“Hay culpas que nacen mucho antes que el perdón.”
Prólogo
Algunas historias llegan hasta nosotros no para
condenar, sino para mostrar cómo incluso desde el dolor puede nacer una nueva
conciencia.
Hay momentos en que la vida nos obliga a mirar aquello que
preferimos esconder.
No porque disfrute mostrarnos nuestras heridas, sino porque
algunas verdades, por más dolorosas que sean, necesitan salir a la luz para
dejar de gobernarnos desde la oscuridad.
Conocerla a ella fue entender —de verdad— lo que era la
empatía. Y también, odiarme un poco a mí misma por cargarme de dolor ajeno,
como si no fueran suficientes mis propias cruces.
La vi.
La escuché.
La sostuve de la mano mientras descargaba el peso que llevó sola durante muchos
años… ¡un peso que nadie podía ver!
Su nombre se perdió con el tiempo, pero no su lección.

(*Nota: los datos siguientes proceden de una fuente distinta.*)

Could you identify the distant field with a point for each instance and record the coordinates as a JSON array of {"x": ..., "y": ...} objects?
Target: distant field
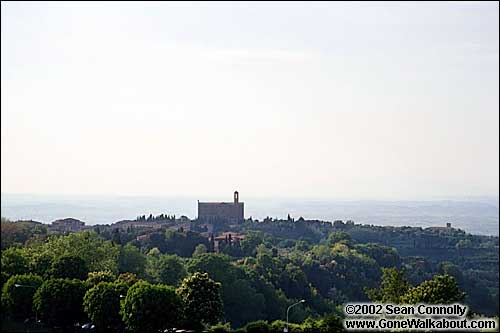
[{"x": 475, "y": 216}]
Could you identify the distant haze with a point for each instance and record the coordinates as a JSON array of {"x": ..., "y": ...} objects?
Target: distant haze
[
  {"x": 326, "y": 101},
  {"x": 474, "y": 215}
]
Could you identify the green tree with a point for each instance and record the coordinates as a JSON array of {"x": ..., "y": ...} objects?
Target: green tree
[
  {"x": 149, "y": 308},
  {"x": 442, "y": 289},
  {"x": 127, "y": 278},
  {"x": 101, "y": 303},
  {"x": 69, "y": 266},
  {"x": 166, "y": 268},
  {"x": 394, "y": 285},
  {"x": 14, "y": 261},
  {"x": 259, "y": 326},
  {"x": 96, "y": 277},
  {"x": 202, "y": 300},
  {"x": 199, "y": 250},
  {"x": 131, "y": 260},
  {"x": 17, "y": 295},
  {"x": 243, "y": 303},
  {"x": 98, "y": 254},
  {"x": 59, "y": 302}
]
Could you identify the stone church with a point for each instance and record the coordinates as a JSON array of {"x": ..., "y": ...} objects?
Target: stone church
[{"x": 212, "y": 212}]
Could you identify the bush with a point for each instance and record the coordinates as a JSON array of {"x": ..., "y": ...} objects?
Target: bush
[
  {"x": 18, "y": 301},
  {"x": 149, "y": 308},
  {"x": 94, "y": 278},
  {"x": 102, "y": 305},
  {"x": 220, "y": 328},
  {"x": 59, "y": 302},
  {"x": 259, "y": 326},
  {"x": 69, "y": 267}
]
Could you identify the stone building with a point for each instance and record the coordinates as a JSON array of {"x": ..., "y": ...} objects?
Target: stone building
[
  {"x": 67, "y": 225},
  {"x": 212, "y": 212}
]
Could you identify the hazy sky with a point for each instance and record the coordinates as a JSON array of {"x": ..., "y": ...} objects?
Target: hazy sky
[{"x": 316, "y": 100}]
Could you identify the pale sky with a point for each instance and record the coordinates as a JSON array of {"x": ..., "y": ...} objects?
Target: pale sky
[{"x": 315, "y": 100}]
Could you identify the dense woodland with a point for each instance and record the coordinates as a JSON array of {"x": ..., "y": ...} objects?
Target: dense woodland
[{"x": 118, "y": 278}]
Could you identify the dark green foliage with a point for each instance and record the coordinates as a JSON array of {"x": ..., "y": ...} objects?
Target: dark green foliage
[
  {"x": 131, "y": 260},
  {"x": 96, "y": 277},
  {"x": 394, "y": 285},
  {"x": 15, "y": 233},
  {"x": 69, "y": 266},
  {"x": 166, "y": 269},
  {"x": 149, "y": 308},
  {"x": 127, "y": 278},
  {"x": 101, "y": 303},
  {"x": 442, "y": 289},
  {"x": 59, "y": 302},
  {"x": 339, "y": 236},
  {"x": 14, "y": 261},
  {"x": 18, "y": 300},
  {"x": 181, "y": 243},
  {"x": 259, "y": 326},
  {"x": 220, "y": 328},
  {"x": 202, "y": 300}
]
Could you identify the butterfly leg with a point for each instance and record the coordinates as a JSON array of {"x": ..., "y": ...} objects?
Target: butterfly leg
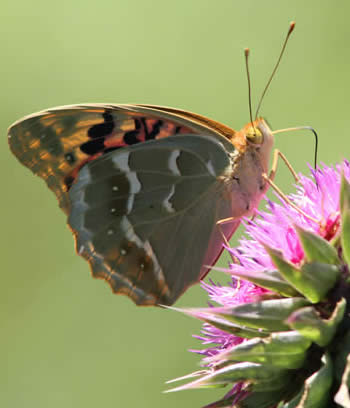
[
  {"x": 219, "y": 225},
  {"x": 276, "y": 155},
  {"x": 269, "y": 179}
]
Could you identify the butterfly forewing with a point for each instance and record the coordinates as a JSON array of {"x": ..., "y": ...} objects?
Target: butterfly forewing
[
  {"x": 56, "y": 143},
  {"x": 144, "y": 216}
]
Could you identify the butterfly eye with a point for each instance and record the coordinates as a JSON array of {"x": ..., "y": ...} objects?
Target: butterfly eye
[{"x": 254, "y": 136}]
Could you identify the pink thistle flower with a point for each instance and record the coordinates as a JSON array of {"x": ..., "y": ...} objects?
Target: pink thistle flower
[{"x": 295, "y": 242}]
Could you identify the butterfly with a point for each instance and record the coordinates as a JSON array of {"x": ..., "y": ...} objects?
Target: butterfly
[
  {"x": 151, "y": 193},
  {"x": 144, "y": 188}
]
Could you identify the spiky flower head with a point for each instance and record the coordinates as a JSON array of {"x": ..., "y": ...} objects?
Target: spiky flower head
[{"x": 280, "y": 336}]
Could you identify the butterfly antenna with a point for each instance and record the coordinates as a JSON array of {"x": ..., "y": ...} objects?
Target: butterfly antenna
[
  {"x": 291, "y": 28},
  {"x": 246, "y": 54},
  {"x": 302, "y": 128}
]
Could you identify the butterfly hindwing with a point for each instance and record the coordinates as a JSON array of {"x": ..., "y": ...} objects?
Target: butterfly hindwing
[{"x": 145, "y": 216}]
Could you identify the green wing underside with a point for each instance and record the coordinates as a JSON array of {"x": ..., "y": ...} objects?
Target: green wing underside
[
  {"x": 51, "y": 143},
  {"x": 145, "y": 216}
]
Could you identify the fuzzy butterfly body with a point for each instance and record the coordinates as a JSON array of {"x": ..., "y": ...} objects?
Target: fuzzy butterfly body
[{"x": 144, "y": 188}]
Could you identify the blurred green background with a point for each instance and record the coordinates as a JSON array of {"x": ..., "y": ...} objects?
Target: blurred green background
[{"x": 66, "y": 341}]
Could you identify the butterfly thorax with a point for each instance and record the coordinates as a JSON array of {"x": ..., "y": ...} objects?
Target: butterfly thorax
[{"x": 247, "y": 185}]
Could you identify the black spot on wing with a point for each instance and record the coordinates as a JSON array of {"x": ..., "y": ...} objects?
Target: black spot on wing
[
  {"x": 68, "y": 181},
  {"x": 70, "y": 158},
  {"x": 102, "y": 129},
  {"x": 130, "y": 137},
  {"x": 111, "y": 149},
  {"x": 155, "y": 130}
]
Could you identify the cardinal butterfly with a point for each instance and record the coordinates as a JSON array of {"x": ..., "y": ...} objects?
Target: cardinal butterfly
[{"x": 144, "y": 188}]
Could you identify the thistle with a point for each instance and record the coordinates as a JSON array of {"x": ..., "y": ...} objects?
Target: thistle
[{"x": 280, "y": 337}]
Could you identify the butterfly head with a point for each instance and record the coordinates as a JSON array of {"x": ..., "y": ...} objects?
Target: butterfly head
[{"x": 256, "y": 136}]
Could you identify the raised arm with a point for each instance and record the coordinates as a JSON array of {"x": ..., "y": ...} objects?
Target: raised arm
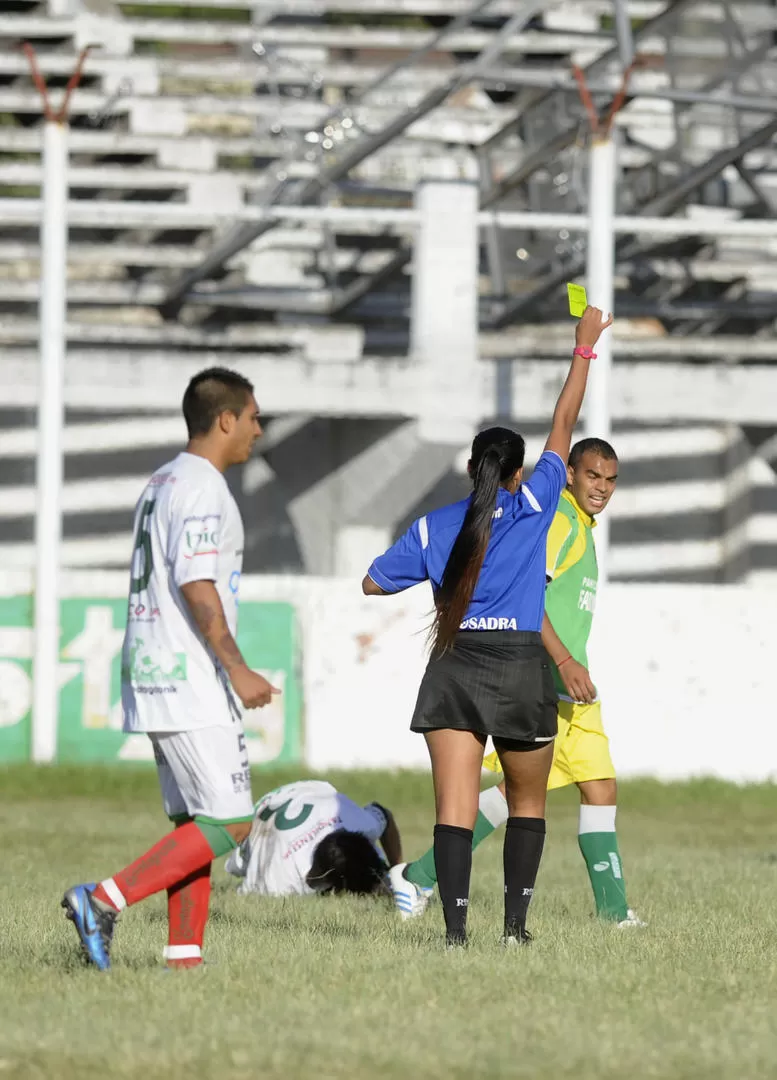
[
  {"x": 206, "y": 610},
  {"x": 567, "y": 408}
]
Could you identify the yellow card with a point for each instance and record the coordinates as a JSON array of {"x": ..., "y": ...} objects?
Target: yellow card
[{"x": 578, "y": 301}]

¿Y cómo olvidar aquel miserable día en que se le enseñó que
cada uno cosecha lo que siembra?
Hincada de rodillas en la fangosa tierra, fue obligada por
el indignado padre a poner su cara contra esta mientras la azotaba sin piedad.
Desde el suelo, con el rostro semicubierto por su cabello
lacio y negro, empapado de barro y sangre, alcanzaba a ver los cestos llenos de
mangos y, al fondo, los platanales.
Era tiempo de cosecha.
También podía oler la acidez de los frutos que se
descomponían en el suelo.
Dulces y amargos aromas envolvían su trágico día.
Su pequeña hija —concebida sin una unión bendecida por el
amor— se había ahogado en el pozo sin auxilio alguno, por estar ella en
holgazanería.
Después de la paliza iracunda de su padre, fue desterrada
del fundo familiar.
Jamás volvería a ver a su familia.
Escuchaba —aún— la voz de su padre como una tormenta
imposible de detener.
Él estaba furioso.
No por la cosecha perdida.
No por el trabajo abandonado.
Por una pérdida mucho más profunda.
El dolor del padre no encontró palabras.
Solo encontró ira.
Y la ira, cuando no sabe dónde colocarse, suele destruir
aquello que todavía queda en pie.
Comprendió, entonces, que traer hijos al mundo sin amor y
sin responsabilizarse por ellos… era un mal asunto.
Jamás olvidaría aquella lección.
Jamás tal vileza repetiría.
Porque hay errores que no se pagan con castigos impuestos
por otros.
Se pagan viviendo con la memoria de lo ocurrido.
Con la culpa.
Con el remordimiento.
Los años pasaron, y aquella mujer comprendió que algunas
semillas no solo nacen en la tierra: también nacen dentro del alma.
Había sembrado descuido.
Había sembrado irresponsabilidad.
Y había cosechado dolor.
Pero también descubrió algo que nadie le había enseñado: que
reconocer una falta no significa quedarse condenado a ella para siempre.
La verdadera transformación comienza cuando dejamos de huir
de aquello que hicimos y decidimos convertirlo en una nueva forma de vivir.
Desde entonces, cada gesto suyo fue distinto.
Cada cuidado.
Cada palabra.
Cada presencia.
Porque algunas pérdidas llegan para rompernos.
Y otras, aunque duelan para siempre, llegan para enseñarnos
a no volver a perder lo esencial.
La cosecha del dolor no fue el final de su historia.
Fue el lugar exacto donde comenzó a sembrar de otra manera.
Epílogo
No todas las cosechas llegan para celebrar.
Algunas llegan para mostrarnos qué debemos cambiar
antes de volver a sembrar.
“Hasta el dolor puede convertirse en semilla”.